Cybersecurity of Mission Critical Systems: Comprehensive View
Legend about the isolated character of industrial control systems (ICS) becomes the thing of the past. Business requirements force companies to integrate mission critical environments with enterprise management systems. It means that the number of ICS components potentially available online is growing. However, some ICS components may contain vulnerabilities. According to the open source data, 189 vulnerabilities were registered in 2015, 49% of them are critical ones. Experts from ICL, Check Point and Kaspersky Lab think that this situation requires close cooperation of all parties concerned including solution vendors and owners of ICS systems.
Industrial cybersecurity was the subject of the workshop jointly held by ICL, Check Point and Kaspersky Lab in Surgut. The discussed issues are of highest priority and importance in this region. Surgut ranks third among the largest industrial clusters in Russia. It includes several leading national industrial enterprises and the world’s second thermal power plant in terms of installed capacity and power generation per year.
The workshop was attended by over 60 people. Among the participants were the representatives of all stakeholders — manufacturers of hardware for mission critical systems, companies providing system data security, and the owners of industrial control systems. Therefore, the issue was thoroughly studied and the views and interests of all parties concerned were taken into account.
Artem Kozhevnikov from Emerson expressed the view on the current cybersecurity issues shared by ICS system developers. He told about the existing security tools built in ICS. But he also pointed out that these tools are not enough to ensure high level of system security and dedicated security solutions should be used.
Dmitry Avramenko, expert in ICS Information Security at ICL, gave a summary of the practical approach to selecting ICS security tools used in ICL.
«To take into account all specific aspects and to select the proper solution meeting all requirements, we suggest using the testing facility,» he said. «With the help of special testing facility that simulates operations of the protected industrial site, the selected solutions can be tested, analysed and then the appropriate recommendations for use will be issued. We have been actively using this approach at ICS Information Security Competence Center opened in Innopolis this year. In particular, we have successfully completed a number of projects for several large oil and gas companies that included cybersecurity assessment of the existing ICS system and testing project designs for compatibility with such ICS systems.»
Pursuing a subject of dedicated security solutions, Ivan Chernyshenko from Check Point unveiled Check Point product line for ICS security, specifically Check Point 1200R rugged appliance line that was introduced in the market last summer. The appliance delivers proven, integrated security and fully complies with industry standards, it can successfully operate in extreme temperatures from −40°C to +75°C.
Georgy Shebuldaev from Kaspersky Lab told about the cyber attacks targeted at industrial facilities. According to the studies, 35% of incidents related to industrial network failures are caused by cyber attacks. Intruders mostly use malware which has apparently become their preferred security violation method.
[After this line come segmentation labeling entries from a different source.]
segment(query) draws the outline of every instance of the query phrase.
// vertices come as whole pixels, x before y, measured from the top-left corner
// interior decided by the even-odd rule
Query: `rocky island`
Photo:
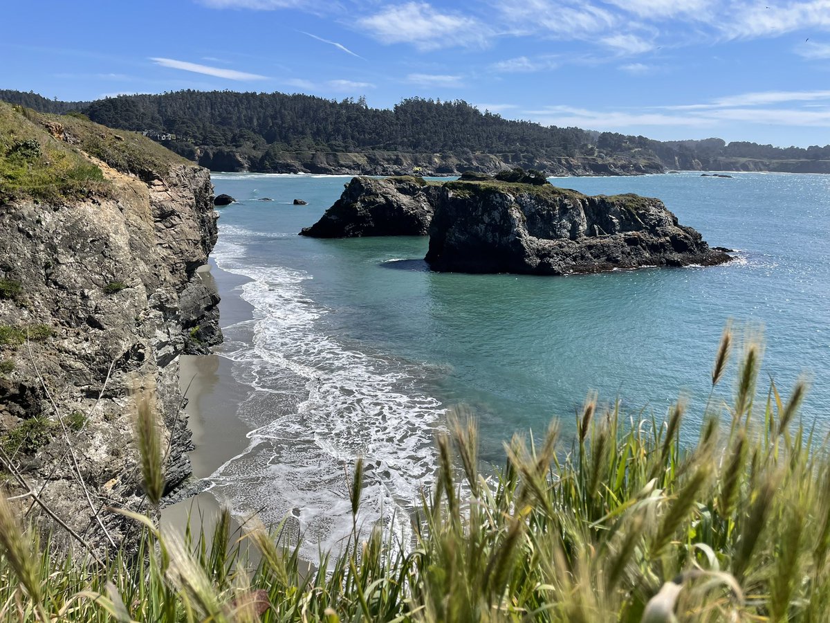
[[[128,520],[103,509],[142,504],[137,394],[163,433],[167,493],[190,474],[178,356],[222,339],[199,271],[216,221],[207,169],[0,103],[0,482],[22,512],[37,516],[37,492],[90,542],[124,538]]]
[[[340,199],[301,236],[426,236],[439,187],[408,175],[374,179],[356,177]]]
[[[429,235],[434,271],[566,275],[730,259],[660,199],[590,197],[515,169],[427,183],[355,178],[310,236]],[[420,218],[410,216],[417,206]],[[423,226],[428,220],[428,227]],[[376,223],[383,223],[378,227]]]

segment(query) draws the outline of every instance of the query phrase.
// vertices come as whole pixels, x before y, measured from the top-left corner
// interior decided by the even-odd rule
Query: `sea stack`
[[[301,236],[426,236],[432,218],[432,195],[440,187],[422,178],[353,178],[340,199]]]
[[[566,275],[728,262],[660,199],[549,184],[447,182],[426,261],[435,271]]]

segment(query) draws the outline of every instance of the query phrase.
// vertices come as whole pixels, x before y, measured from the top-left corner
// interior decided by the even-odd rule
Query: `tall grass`
[[[732,342],[727,329],[713,395]],[[3,503],[0,620],[827,621],[827,446],[798,423],[803,382],[787,398],[774,385],[755,395],[761,353],[745,347],[734,400],[710,398],[689,447],[679,444],[682,402],[663,422],[591,397],[574,439],[555,425],[538,443],[515,436],[492,471],[479,465],[475,423],[451,419],[413,542],[381,527],[360,532],[355,521],[342,551],[310,569],[281,527],[234,532],[227,512],[210,537],[183,539],[128,513],[144,530],[139,552],[112,552],[103,566],[42,555],[48,540],[31,545]],[[361,485],[359,461],[355,517]]]

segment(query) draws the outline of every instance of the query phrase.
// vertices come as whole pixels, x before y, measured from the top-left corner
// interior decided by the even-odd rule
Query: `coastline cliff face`
[[[373,179],[356,177],[317,223],[301,236],[426,236],[438,188],[410,176]]]
[[[8,173],[21,166],[31,179]],[[5,105],[0,167],[0,445],[12,463],[0,482],[41,492],[99,543],[100,513],[117,542],[128,522],[101,508],[142,503],[136,394],[162,424],[168,492],[191,472],[178,358],[222,339],[199,274],[217,240],[209,172],[132,133]]]
[[[429,236],[435,271],[565,275],[730,259],[659,199],[550,184],[448,182]]]
[[[453,182],[354,178],[302,235],[429,235],[434,271],[565,275],[729,262],[660,199],[589,197],[522,169]],[[508,181],[512,179],[512,181]],[[413,217],[413,214],[417,218]]]

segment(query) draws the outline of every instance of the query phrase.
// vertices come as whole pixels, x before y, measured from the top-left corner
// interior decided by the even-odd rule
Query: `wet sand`
[[[235,292],[247,281],[245,277],[225,272],[212,262],[209,272],[202,272],[202,278],[222,297],[222,329],[252,318],[253,308]],[[195,446],[189,453],[193,479],[198,481],[209,477],[247,447],[249,427],[237,412],[251,388],[234,380],[233,361],[219,355],[182,355],[178,365],[181,390],[188,399],[184,412]],[[201,518],[210,533],[218,512],[216,498],[206,491],[164,508],[162,524],[183,533],[189,515],[193,526]]]

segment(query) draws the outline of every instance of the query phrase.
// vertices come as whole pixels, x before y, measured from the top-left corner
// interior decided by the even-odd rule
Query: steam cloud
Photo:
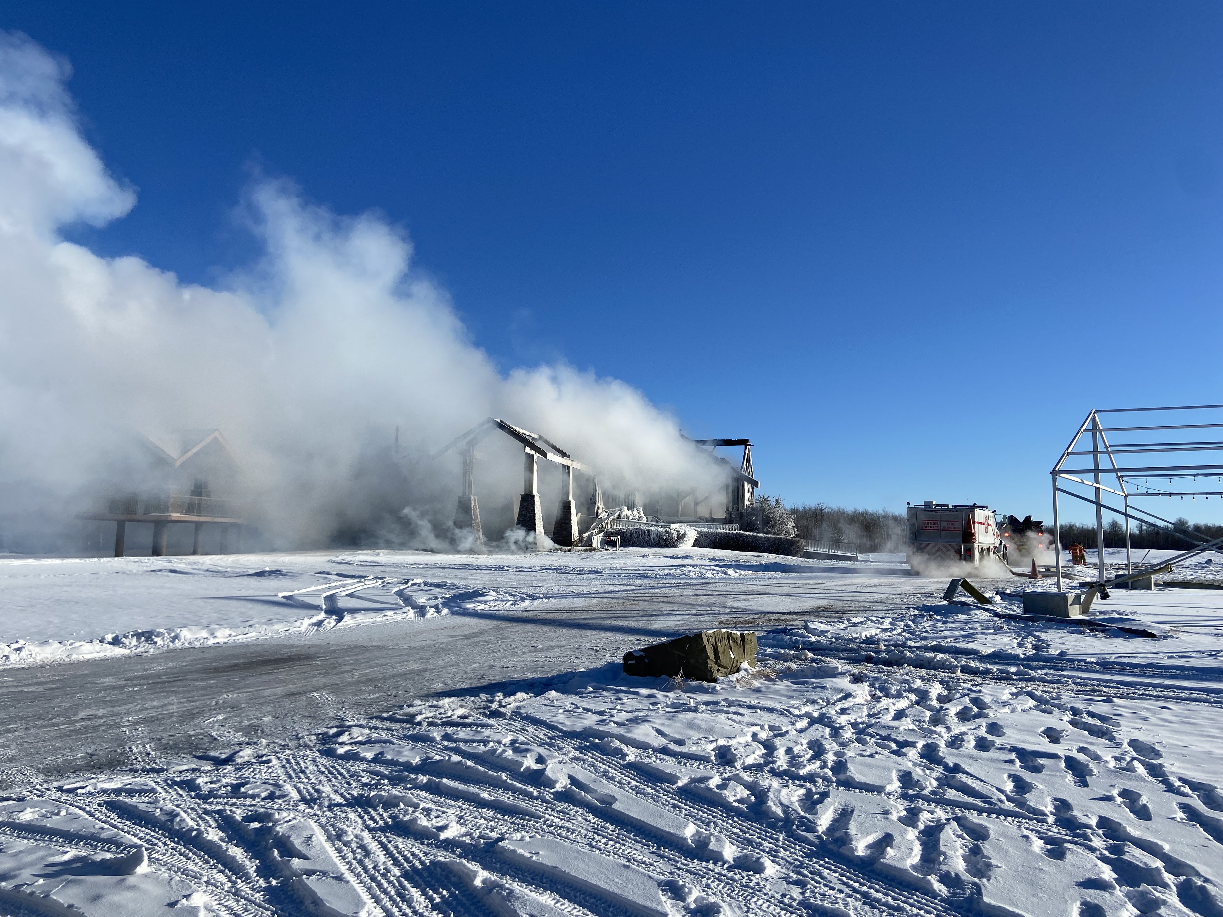
[[[121,476],[131,432],[147,429],[223,429],[264,529],[285,547],[396,515],[404,494],[453,511],[457,472],[423,456],[488,416],[544,433],[624,487],[696,483],[676,422],[631,386],[567,366],[500,375],[445,291],[413,271],[408,238],[379,216],[336,215],[287,182],[260,181],[242,212],[263,254],[224,289],[65,241],[64,227],[103,226],[136,205],[82,137],[68,76],[24,35],[0,33],[10,539],[81,511]],[[415,456],[406,472],[377,460],[396,428]]]

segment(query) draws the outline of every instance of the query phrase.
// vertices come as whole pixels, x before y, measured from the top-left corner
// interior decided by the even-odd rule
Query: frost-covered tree
[[[799,528],[794,525],[794,516],[781,503],[781,498],[766,496],[764,494],[757,494],[756,499],[744,510],[739,527],[744,532],[761,532],[785,538],[796,538],[799,534]]]

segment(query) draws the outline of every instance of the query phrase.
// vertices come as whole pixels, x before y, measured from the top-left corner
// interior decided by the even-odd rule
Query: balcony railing
[[[237,505],[218,496],[201,496],[177,492],[127,494],[110,500],[108,512],[116,516],[212,516],[236,518]]]

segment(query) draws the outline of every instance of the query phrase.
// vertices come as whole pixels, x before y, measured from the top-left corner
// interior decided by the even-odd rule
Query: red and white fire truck
[[[1007,545],[988,506],[926,500],[909,506],[909,566],[980,566],[997,558],[1007,561]]]

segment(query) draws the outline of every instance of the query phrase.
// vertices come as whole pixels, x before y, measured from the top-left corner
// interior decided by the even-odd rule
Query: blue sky
[[[95,251],[215,281],[256,256],[253,171],[378,208],[503,369],[751,436],[791,503],[1048,517],[1088,408],[1223,402],[1218,4],[18,0],[0,27],[72,62],[139,193]]]

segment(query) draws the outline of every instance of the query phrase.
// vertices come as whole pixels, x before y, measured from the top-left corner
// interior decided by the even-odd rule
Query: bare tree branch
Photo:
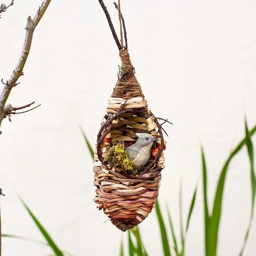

The expert also demonstrated functionality of Kaspersky Industrial CyberSecurity solution that protects industrial facilities and ensures continuity of business processes. Although the solution has been recently introduced in the market, it has already managed to gain a good reputation. Thus, it was successfully deployed at TANECO JSC, one of the largest petroleum refining companies in Tatarstan.
This workshop is included in the series of events jointly held by ICL, Check Point and Kaspersky Lab. The next workshop will be held in Krasnoyarsk in November.